Nur Sebastian hinter mir, in mir.
Ich muss aus dieser Umarmung heraus, muss versuchen, zu verstehen, was vor sich geht.
Er gibt mich frei, rutscht dabei aus mir heraus und mustert mich ernst.
„Ist es das, was du wolltest?“, fragt er mit einem Ton, den ich nicht sofort einschätzen kann.
Hart? Kalt?
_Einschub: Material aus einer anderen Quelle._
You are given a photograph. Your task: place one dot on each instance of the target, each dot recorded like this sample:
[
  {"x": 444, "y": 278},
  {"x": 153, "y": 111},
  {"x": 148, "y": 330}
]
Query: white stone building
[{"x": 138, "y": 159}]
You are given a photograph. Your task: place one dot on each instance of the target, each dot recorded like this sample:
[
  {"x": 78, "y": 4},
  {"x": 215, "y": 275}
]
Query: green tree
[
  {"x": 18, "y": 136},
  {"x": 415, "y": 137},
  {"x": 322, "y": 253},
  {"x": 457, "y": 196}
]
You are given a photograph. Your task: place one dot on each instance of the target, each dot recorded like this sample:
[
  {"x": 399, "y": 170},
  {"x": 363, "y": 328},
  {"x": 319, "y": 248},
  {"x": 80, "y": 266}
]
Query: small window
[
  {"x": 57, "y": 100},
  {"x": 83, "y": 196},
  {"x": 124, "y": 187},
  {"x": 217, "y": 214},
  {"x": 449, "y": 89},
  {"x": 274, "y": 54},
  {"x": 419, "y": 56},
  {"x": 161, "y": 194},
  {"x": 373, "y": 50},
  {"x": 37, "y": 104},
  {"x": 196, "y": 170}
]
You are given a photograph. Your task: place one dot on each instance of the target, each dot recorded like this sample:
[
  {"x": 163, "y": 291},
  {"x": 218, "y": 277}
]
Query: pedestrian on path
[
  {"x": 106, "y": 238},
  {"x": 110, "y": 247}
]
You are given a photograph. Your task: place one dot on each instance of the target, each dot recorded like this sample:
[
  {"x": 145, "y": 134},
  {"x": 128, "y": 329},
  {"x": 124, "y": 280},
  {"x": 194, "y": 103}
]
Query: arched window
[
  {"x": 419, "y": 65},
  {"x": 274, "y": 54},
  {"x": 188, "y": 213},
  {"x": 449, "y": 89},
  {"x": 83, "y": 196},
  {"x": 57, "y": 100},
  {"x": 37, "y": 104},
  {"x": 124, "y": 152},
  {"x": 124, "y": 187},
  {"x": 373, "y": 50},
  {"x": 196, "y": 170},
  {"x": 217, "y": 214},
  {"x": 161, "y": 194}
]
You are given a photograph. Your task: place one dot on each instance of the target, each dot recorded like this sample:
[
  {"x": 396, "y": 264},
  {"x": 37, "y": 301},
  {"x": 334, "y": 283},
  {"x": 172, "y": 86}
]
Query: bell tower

Emotionslos?
Ja, das trifft es.
Er wirkt distanziert und so unaufgeregt, als hätte er mich nicht eben noch gefickt.
Ich sehe zu ihm hoch, fragend. „Was …?“
Statt einer Antwort schnaubt er nur und streift das Gummi ab, um es auf das Handtuch zu legen.
Dann denke ich über seine Frage nach und muss sie mir – und ihm – endlich beantworten.
Wenn ich jetzt ‚ja‘ sage, lüge ich, denn ich habe nicht erlebt, worauf ich so scharf bin.
Aber ist das seine Schuld?
Ich hebe die Schultern. „Ich weiß es nicht.“
Wieder schnaubt er unwillig. „Dann bringt dir ein erbarmungsloser, schneller Fick nicht das, weshalb du hergekommen bist?“
Die ehrliche Antwort wäre ‚nein‘. Aber vielleicht …
„Es war geil. Reicht dir das als Antwort?“, frage ich provokant.
„Es geht hier nicht darum, was mir reicht, Oliver“, stellt er klar. „Es geht darum, was du brauchst und willst.“
Zögerlich nicke ich, weil er recht hat.
„Zieh dich an“, verlangt er und deutet auf meine herabhängenden Jeans.
Ich folge seiner Geste und beeile mich, die Hosen hochzuziehen und zu schließen.
Mein Blick hastet zum Sofa, irgendwo dort muss mein Shirt liegen.